The emergence of other nations within the officially constructed nation is based on the promotion of a distinctness among cultures-the mosaic-defining itself through opposition. In this fiction of Canada, this empty metaphor, one becomes a people only through the struggle for autonomy from the anonymous majority. Communications technology is one of the tools that cultures use to flex the rhetorics of their nationalism. Now that the old “Two Solitudes” story finds itself narrated through the barrel of a gun over various barricades around the Montreal area, we can hear it shatter, releasing fragments of other real cultures. The multiplication of solitudes into a lonely crowd brings us back to the radiophonic relationship, the voice and listener together alone. The nationalist language of radio has no A-Z, but might have some parallels elsewhere:
The introduction of northern control of communication technology in the North, therefore, seemed to be of particular interest to radio artists exploring alternative uses of the medium. Radio’s temporal and spatial qualities-it, too, does not parcel out time nor separate it from space-those paradoxical essences we in the South find so difficult to grasp, seemed to find a conceptual home in the Inuit matrix of thought. Is radio’s slavery to the distribution of music and news, to formatted programming for a formatted audience, inherent to the technology? or is it misuse that makes radio a mere distributor rather than an intimate communicator? Radio in the North presented an opportunity to observe the theoretical preoccupations of radio artists who feared that their medium had become just one more voice of authority, and hoped that the form of radio could demonstrate greater pluralism and malleability.
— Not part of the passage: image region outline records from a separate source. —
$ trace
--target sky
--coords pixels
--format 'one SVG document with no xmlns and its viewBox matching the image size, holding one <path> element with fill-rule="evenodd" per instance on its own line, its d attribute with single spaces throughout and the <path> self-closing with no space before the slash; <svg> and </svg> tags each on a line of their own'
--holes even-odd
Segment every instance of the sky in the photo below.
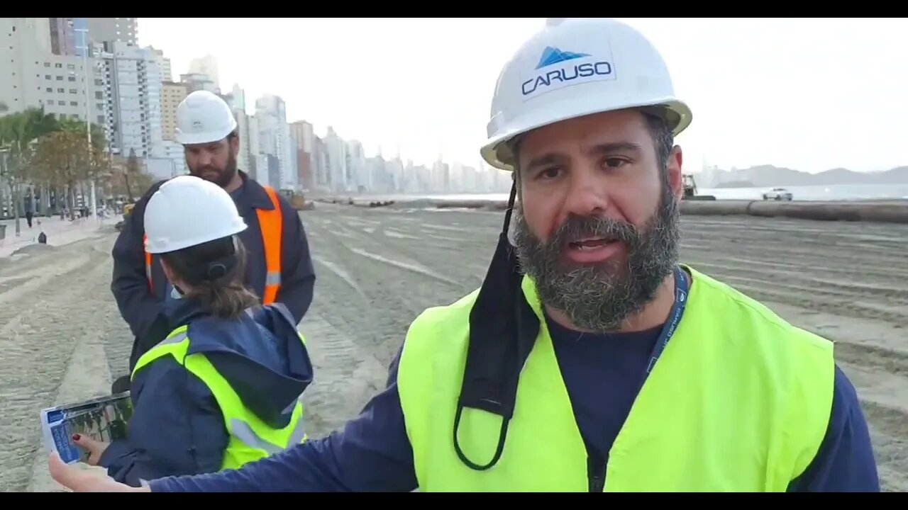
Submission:
<svg viewBox="0 0 908 510">
<path fill-rule="evenodd" d="M 908 164 L 904 18 L 620 18 L 666 60 L 693 123 L 685 170 L 816 172 Z M 173 79 L 218 60 L 246 111 L 269 93 L 288 122 L 332 126 L 393 157 L 478 166 L 502 66 L 545 18 L 138 18 Z"/>
</svg>

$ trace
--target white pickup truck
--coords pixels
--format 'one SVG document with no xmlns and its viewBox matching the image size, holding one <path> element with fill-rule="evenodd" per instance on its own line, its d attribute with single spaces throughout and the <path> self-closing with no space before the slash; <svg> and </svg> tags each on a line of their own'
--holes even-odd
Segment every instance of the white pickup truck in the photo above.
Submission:
<svg viewBox="0 0 908 510">
<path fill-rule="evenodd" d="M 785 188 L 773 188 L 768 191 L 763 193 L 763 200 L 765 201 L 791 201 L 792 192 Z"/>
</svg>

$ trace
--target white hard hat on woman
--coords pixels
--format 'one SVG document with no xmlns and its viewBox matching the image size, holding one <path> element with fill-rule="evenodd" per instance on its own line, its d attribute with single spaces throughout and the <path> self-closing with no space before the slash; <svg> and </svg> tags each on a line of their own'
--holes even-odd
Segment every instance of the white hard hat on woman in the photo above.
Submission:
<svg viewBox="0 0 908 510">
<path fill-rule="evenodd" d="M 548 18 L 505 64 L 492 98 L 489 164 L 513 171 L 509 143 L 560 121 L 635 107 L 662 110 L 672 134 L 691 121 L 659 52 L 637 30 L 610 18 Z"/>
<path fill-rule="evenodd" d="M 149 253 L 177 251 L 246 230 L 230 194 L 193 175 L 162 184 L 148 201 L 144 221 Z"/>
</svg>

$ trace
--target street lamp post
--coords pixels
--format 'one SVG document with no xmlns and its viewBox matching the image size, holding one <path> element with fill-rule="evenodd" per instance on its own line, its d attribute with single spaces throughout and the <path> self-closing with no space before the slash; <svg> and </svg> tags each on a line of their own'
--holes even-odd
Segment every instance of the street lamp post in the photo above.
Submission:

This sounds too good to be true. Within the context of the systematic genocidal attack on the North, by what Kevin McMahon calls “the rain of metal” (the DEW line, the James Bay hydro projects, Cruise Missile testing, pipelines, etc.), one could hardly celebrate; yet it sounded as if the Inuit may have been able to transcend not only government regulation, but the limits of radio itself: their disembodied voices were made whole in the context of their holistic culture. But this is an idealized scenario. Actually, sanctioned government experts implemented the introduction of communications technologies to the North, with their training at the ready. Primarily, it seems that Northerners could change the content of radio, but not its proscribed form.
I do not propose to participate in the carnage of the metal rain by further translating the Inuit other. We can never, however, dismiss challenges to the dominant format. Radio artists explore the nature of their medium, not to understand it but to reappropriate its potentialities, which remain constrained by category minute by minute across the country. The effects of categorical nationalism make radio a visible instrument. I believe that it is more at home in its nebulous, unseen world.
Ultimately, we cannot pretend that radio will ever replace the warmth of touch. It is inherently obtuse and one-sided. Its angle of transmission is ephemeral, deflecting and reflecting the dominant structures of our Statist constructions. Had the Northerners not been pre-formatted as Canadian nationals, they might have offered challenging insights into the relationships that stand.